Monday, Apr. 15, 1935
Schechter for Belcher
Fortnight ago the Roosevelt Administration ducked its first opportunity for a clean-cut test of NRA's constitutionality when at the Government's request the Supreme Court dismissed the case against Lumberman William Elbert Belcher, who had deliberately refused to obey the Lumber Code (TIME, April 8). This procedure practically demoralized NRA's personnel, precipitated a nation-wide epidemic of petty code violations and put the Government in the equivocal position of asking for an extension of the NIRA without daring to risk a showdown on the Act's basic validity. To hush critical cries of cowardice, NIRB Chairman Donald Richberg last week stuck his hand into the grab bag of NRA litigation and pulled out another case which he said the Government would quickly carry to the Supreme Court for the test the country seemed to demand. The case: U. S. v. A. L. A. Schechter Poultry Corp., Schechter Poultry Market, Joseph Martin, Alex & Aaron Schechter.
"Assistant President" Richberg produced a number of reasons for preferring the Schechter case to the Belcher case as a battleground for Constitutional appeal. Whereas the Belcher case had been routed around the Circuit Court of Appeals and its record consisted only of bare charges and a general demurrer, the Schechter case had a 1,647-page trial record, had passed from the district court through the Circuit Court. Not given as a reason for his preference was Mr. Richberg's enthusiastic declaration that the Circuit Court's Schechter opinion "sustained the constitutionality of NRA right across the board!"

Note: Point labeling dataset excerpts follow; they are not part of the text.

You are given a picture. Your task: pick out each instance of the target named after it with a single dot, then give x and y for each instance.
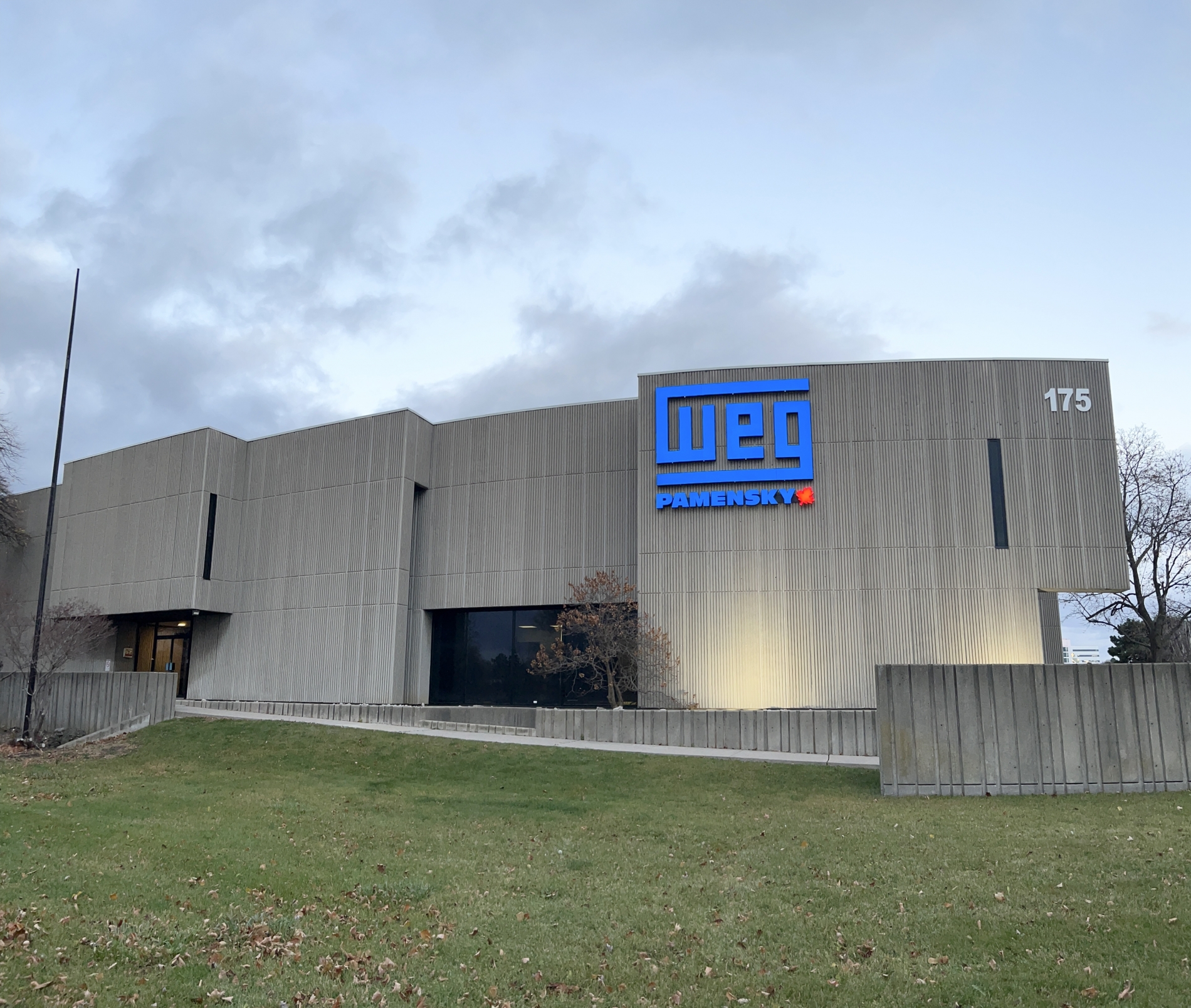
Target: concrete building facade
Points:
(948, 502)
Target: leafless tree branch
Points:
(1155, 510)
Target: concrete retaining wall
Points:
(79, 703)
(1027, 730)
(803, 731)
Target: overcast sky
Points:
(288, 213)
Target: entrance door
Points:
(166, 648)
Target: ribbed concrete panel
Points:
(521, 505)
(1028, 730)
(328, 567)
(323, 567)
(794, 607)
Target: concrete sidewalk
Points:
(869, 763)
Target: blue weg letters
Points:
(743, 429)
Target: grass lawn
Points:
(251, 863)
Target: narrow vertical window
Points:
(997, 486)
(211, 538)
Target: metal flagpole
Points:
(49, 530)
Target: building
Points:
(790, 527)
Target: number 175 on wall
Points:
(1083, 401)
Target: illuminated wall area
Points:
(790, 527)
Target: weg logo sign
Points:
(745, 427)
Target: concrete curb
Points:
(111, 731)
(868, 763)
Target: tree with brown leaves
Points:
(609, 645)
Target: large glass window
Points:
(483, 657)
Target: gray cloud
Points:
(1167, 327)
(737, 309)
(233, 243)
(583, 191)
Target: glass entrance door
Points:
(166, 648)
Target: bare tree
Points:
(1155, 508)
(11, 529)
(609, 645)
(70, 629)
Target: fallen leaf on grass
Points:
(43, 985)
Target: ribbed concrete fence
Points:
(79, 703)
(845, 732)
(1027, 730)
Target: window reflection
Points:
(483, 657)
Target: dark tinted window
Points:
(483, 657)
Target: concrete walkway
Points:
(182, 709)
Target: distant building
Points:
(1081, 656)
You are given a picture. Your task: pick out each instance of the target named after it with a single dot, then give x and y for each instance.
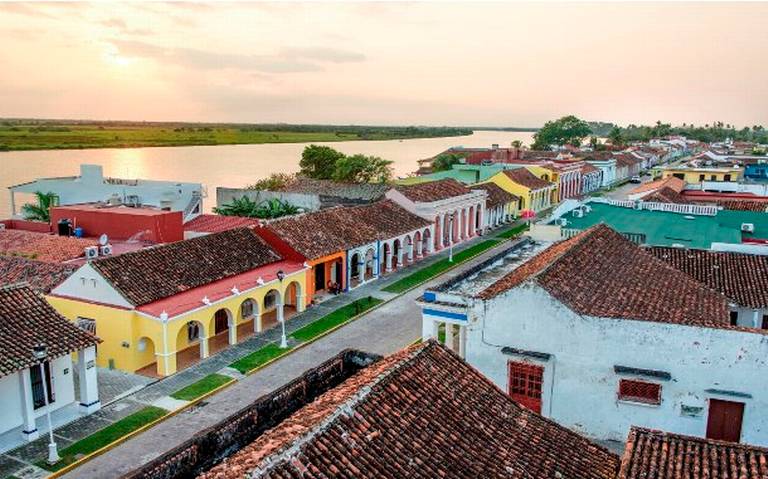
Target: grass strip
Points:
(258, 357)
(197, 389)
(511, 233)
(105, 436)
(435, 269)
(335, 318)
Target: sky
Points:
(458, 63)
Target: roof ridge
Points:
(346, 407)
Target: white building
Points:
(598, 335)
(457, 212)
(92, 186)
(26, 321)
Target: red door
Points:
(724, 422)
(525, 384)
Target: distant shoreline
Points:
(36, 135)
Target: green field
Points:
(49, 134)
(105, 436)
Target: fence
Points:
(210, 446)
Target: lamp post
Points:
(281, 314)
(40, 353)
(450, 237)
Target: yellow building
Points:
(535, 193)
(161, 309)
(697, 175)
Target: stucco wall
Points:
(580, 385)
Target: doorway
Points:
(724, 421)
(525, 382)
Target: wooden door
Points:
(525, 382)
(724, 421)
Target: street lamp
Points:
(281, 314)
(40, 353)
(450, 237)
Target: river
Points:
(222, 165)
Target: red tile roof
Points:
(600, 273)
(420, 413)
(743, 278)
(26, 320)
(162, 271)
(217, 223)
(660, 455)
(323, 232)
(42, 246)
(39, 276)
(434, 190)
(523, 177)
(497, 196)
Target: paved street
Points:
(385, 330)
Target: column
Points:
(449, 335)
(29, 429)
(231, 331)
(86, 373)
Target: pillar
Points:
(449, 335)
(231, 331)
(89, 387)
(29, 429)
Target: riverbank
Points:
(24, 135)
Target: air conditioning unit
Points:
(91, 252)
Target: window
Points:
(193, 331)
(639, 391)
(38, 398)
(246, 309)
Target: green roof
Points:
(663, 228)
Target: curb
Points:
(117, 442)
(136, 432)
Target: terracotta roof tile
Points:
(497, 196)
(323, 232)
(523, 177)
(420, 413)
(26, 320)
(600, 273)
(434, 190)
(659, 455)
(207, 223)
(162, 271)
(39, 276)
(743, 278)
(42, 246)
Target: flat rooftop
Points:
(663, 228)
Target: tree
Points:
(319, 162)
(42, 210)
(363, 169)
(566, 130)
(248, 208)
(615, 136)
(446, 161)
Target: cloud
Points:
(294, 61)
(330, 55)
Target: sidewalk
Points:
(20, 462)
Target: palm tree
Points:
(42, 210)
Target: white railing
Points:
(686, 209)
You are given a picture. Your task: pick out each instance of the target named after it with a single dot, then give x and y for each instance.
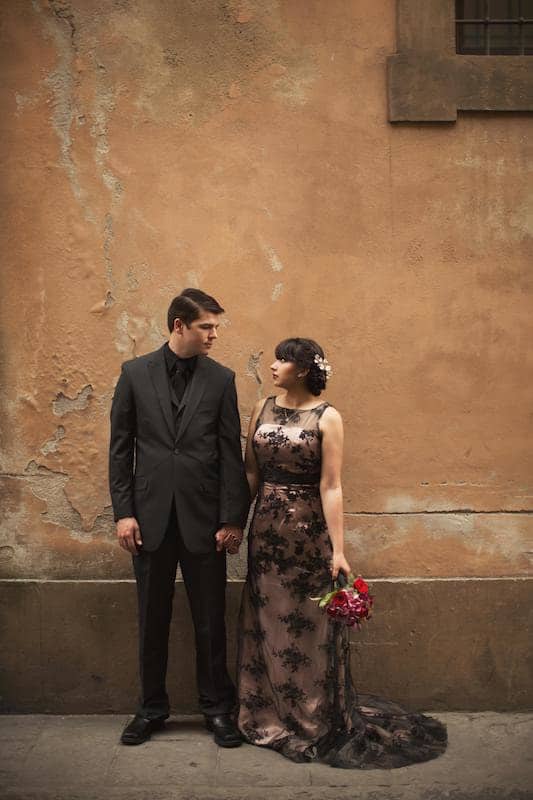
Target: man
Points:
(180, 495)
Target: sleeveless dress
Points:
(295, 689)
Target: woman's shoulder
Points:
(329, 414)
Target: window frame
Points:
(428, 81)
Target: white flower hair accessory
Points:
(324, 366)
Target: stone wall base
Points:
(450, 644)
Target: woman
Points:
(295, 690)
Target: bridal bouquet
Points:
(350, 603)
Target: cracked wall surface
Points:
(244, 147)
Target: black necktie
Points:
(179, 381)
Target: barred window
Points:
(494, 27)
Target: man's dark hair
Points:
(188, 306)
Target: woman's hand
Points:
(339, 564)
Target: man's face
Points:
(198, 338)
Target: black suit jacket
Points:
(199, 465)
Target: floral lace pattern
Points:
(295, 688)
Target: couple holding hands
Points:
(181, 495)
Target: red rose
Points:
(360, 586)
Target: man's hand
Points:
(129, 534)
(229, 538)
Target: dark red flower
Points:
(360, 585)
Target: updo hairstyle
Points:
(302, 352)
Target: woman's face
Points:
(284, 373)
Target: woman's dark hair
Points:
(302, 352)
(188, 306)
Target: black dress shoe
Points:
(225, 731)
(140, 729)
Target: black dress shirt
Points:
(180, 372)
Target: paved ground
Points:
(490, 757)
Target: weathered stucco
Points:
(244, 147)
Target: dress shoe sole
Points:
(130, 739)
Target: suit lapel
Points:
(158, 373)
(193, 394)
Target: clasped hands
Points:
(229, 538)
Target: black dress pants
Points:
(204, 577)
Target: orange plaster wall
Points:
(244, 147)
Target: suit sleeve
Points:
(122, 448)
(234, 490)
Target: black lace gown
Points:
(295, 689)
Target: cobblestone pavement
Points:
(489, 757)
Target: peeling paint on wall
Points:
(63, 404)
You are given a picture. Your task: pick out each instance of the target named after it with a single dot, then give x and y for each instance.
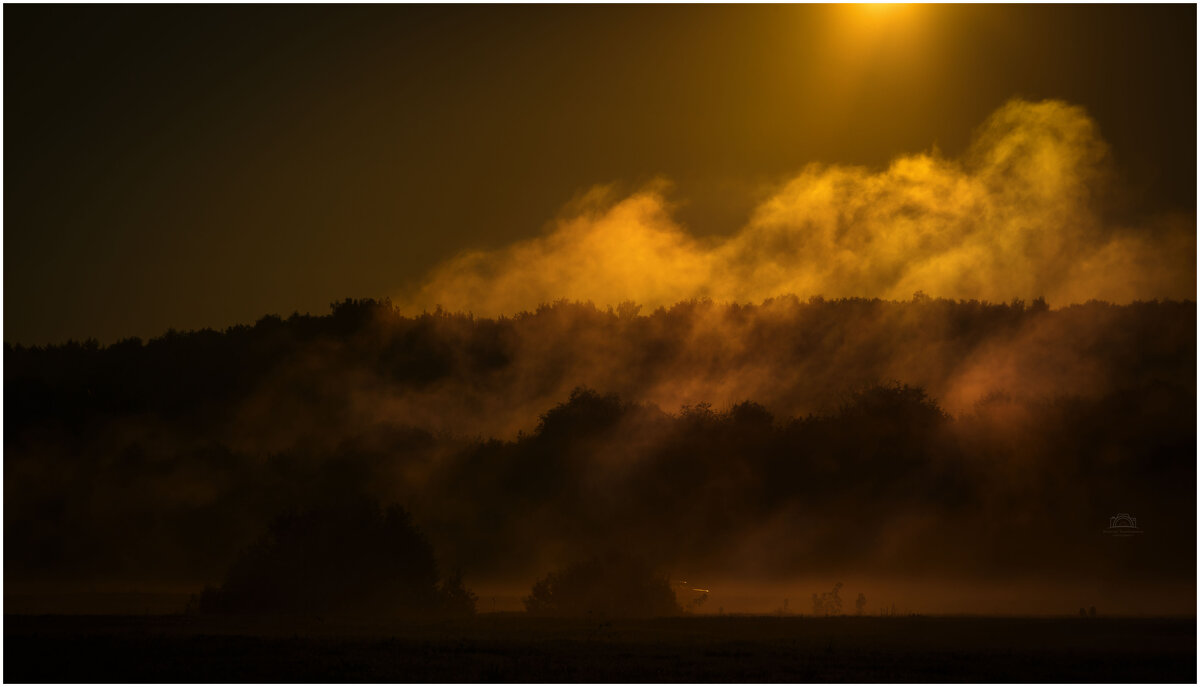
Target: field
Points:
(502, 647)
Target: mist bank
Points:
(825, 440)
(1036, 207)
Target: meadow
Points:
(513, 647)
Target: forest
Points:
(784, 438)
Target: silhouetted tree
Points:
(609, 586)
(828, 603)
(348, 557)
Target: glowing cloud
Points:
(1020, 215)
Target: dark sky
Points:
(199, 166)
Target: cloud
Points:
(1020, 215)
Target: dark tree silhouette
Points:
(349, 559)
(609, 586)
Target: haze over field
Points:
(732, 305)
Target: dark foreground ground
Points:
(516, 649)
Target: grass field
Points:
(502, 647)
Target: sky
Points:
(201, 166)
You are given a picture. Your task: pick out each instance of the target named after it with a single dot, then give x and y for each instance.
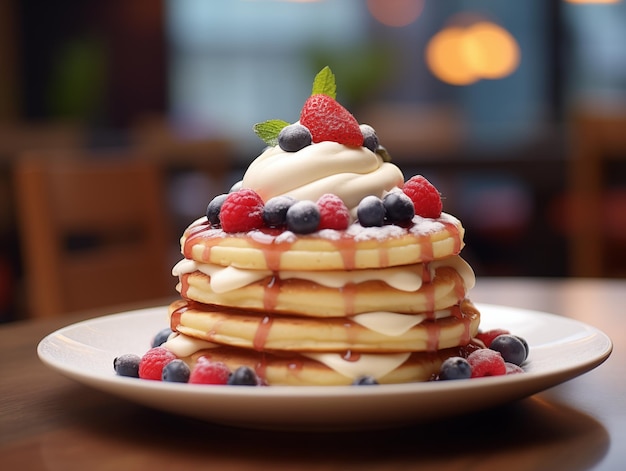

The 1,647-page Schecnter record failed to bear Mr. Richberg out. Instead of sustaining NRA "right across the board," the Schechter decision barely placed NRA in the money. The Brothers Schechter operate the two largest jobbing plants in the unsavory $60,000,000-a-year Brooklyn poultry industry. Last year they were indicted on 19 counts for violating the Live Poultry Code. Seventeen counts found the Schechters outside the fair trade provisions of the code because they: 1) sold diseased and uninspected chickens; 2) permitted butchers to select the chickens they wanted killed; 3) filed false reports on their sales volume and price scale. Two other counts accused the Schechters of working their employes longer than code hours, paying them less than code wages.
Acting on the case last week, the Circuit Court in Manhattan made an important distinction between the Schechters' chickens and their employes. Since the Schechter chickens came from outside New York, the circuit judges found that they constituted merchandise in interstate commerce and were subject to NRA regulation. Upheld, therefore, was the trial court's decision that the Schechters had been guilty of unfair trade practices under the Poultry Code. But a majority of the Circuit Court ruled that the working conditions of employes in the Schechters' Brooklyn plants were no interstate affair and therefore none of NRA's business. In effect, the Court's ruling coincided with dozens of other Federal judicial opinions that the interstate commerce clause of the Constitution gives NRA no power to enforce locally its labor and wage provisions. If the Supreme Court sustains the Circuit Court on this point NRA will have won its body but lost its soul.
The Department of Justice dutifully announced that it would hurry the Schechters' appeal from the Circuit Court's findings, file a cross appeal. Goal was a Supreme Court decision by June 3, last decision day before summer adjournment and just 13 days before NRA expires.